Measuring Bandwidth Uncertainty in Multiscale Geographically Weighted Regression Using Akaike Weights

• Published in: Annals of the American Association of Geographers Vol. 110; no. 5; pp. 1500 - 1520
• Main Authors: Li, Ziqi, Fotheringham, A. Stewart, Oshan, Taylor M., Wolf, Levi John
• Format: Journal Article
• Language: English
• Published: Washington Routledge 02.09.2020; Taylor & Francis Ltd
• Subjects: Akaike weight; amplitud de banda; bandwidth; Bandwidths; Computer simulation; Confidence intervals; Criteria; escala de procesos espaciales; incertidumbre en la selección del modelo; model selection uncertainty; multiscale geographically weighted regression; Obesity; Parameter estimation; peso Akaike; regresión geográficamente ponderada a multiescala; Regression analysis; Regression models; Simulation; spatial processes scale; Statistical analysis; Uncertainty; 多尺度地理加权回归; 带宽; 模型选择不确定性; 空间过程规模; 赤池权重
• ISSN: 2469-4452; 2469-4460
• DOI: 10.1080/24694452.2019.1704680

Bandwidth, a key parameter in geographically weighted regression models, is closely related to the spatial scale at which the underlying spatially heterogeneous processes being examined take place. Generally, a single optimal bandwidth (geographically weighted regression) or a set of covariate-specific optimal bandwidths (multiscale geographically weighted regression) is chosen based on some criterion, such as the Akaike information criterion (AIC), and then parameter estimation and inference are conditional on the choice of this bandwidth. In this article, we find that bandwidth selection is subject to uncertainty in both single-scale and multiscale geographically weighted regression models and demonstrate that this uncertainty can be measured and accounted for.
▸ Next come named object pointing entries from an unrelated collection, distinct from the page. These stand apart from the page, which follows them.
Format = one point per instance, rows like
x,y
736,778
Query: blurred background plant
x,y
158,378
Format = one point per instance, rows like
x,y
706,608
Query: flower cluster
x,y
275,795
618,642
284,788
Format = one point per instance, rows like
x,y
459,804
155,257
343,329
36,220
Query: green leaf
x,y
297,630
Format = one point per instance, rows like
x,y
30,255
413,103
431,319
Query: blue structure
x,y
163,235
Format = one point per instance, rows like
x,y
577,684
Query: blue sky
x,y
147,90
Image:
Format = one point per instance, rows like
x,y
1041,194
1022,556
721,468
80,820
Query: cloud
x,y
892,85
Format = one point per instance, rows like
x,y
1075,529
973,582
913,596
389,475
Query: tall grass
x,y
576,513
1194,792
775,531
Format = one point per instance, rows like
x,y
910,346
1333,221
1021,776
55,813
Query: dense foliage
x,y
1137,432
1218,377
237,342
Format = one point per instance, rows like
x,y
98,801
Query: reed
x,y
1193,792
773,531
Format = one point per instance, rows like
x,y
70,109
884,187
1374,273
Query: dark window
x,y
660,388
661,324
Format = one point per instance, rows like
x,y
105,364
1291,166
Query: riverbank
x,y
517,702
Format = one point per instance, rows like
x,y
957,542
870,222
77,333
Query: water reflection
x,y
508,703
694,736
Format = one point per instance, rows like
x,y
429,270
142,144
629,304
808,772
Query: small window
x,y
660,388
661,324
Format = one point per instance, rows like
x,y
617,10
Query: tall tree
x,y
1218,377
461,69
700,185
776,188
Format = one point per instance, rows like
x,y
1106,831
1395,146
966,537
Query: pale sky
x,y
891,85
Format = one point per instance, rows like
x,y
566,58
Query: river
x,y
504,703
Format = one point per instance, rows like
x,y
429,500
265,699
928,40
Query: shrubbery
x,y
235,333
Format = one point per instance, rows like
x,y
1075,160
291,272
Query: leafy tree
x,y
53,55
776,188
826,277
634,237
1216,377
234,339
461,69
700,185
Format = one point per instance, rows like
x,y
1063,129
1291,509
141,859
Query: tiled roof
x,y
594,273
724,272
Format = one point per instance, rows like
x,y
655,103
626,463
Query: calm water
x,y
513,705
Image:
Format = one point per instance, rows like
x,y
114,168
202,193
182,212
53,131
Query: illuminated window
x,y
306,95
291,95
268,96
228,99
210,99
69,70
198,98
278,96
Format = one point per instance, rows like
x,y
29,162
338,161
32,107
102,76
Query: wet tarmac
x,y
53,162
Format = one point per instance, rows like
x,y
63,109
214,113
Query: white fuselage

Based on simulation studies and an empirical example of obesity rates in Phoenix, we show that bandwidth uncertainties can be quantitatively measured by Akaike weights and confidence intervals for bandwidths can be obtained. Understanding bandwidth uncertainty offers important insights about the scales over which different processes operate, especially when comparing covariate-specific bandwidths. Additionally, unconditional parameter estimates can be computed based on Akaike weights accounts for bandwidth selection uncertainty.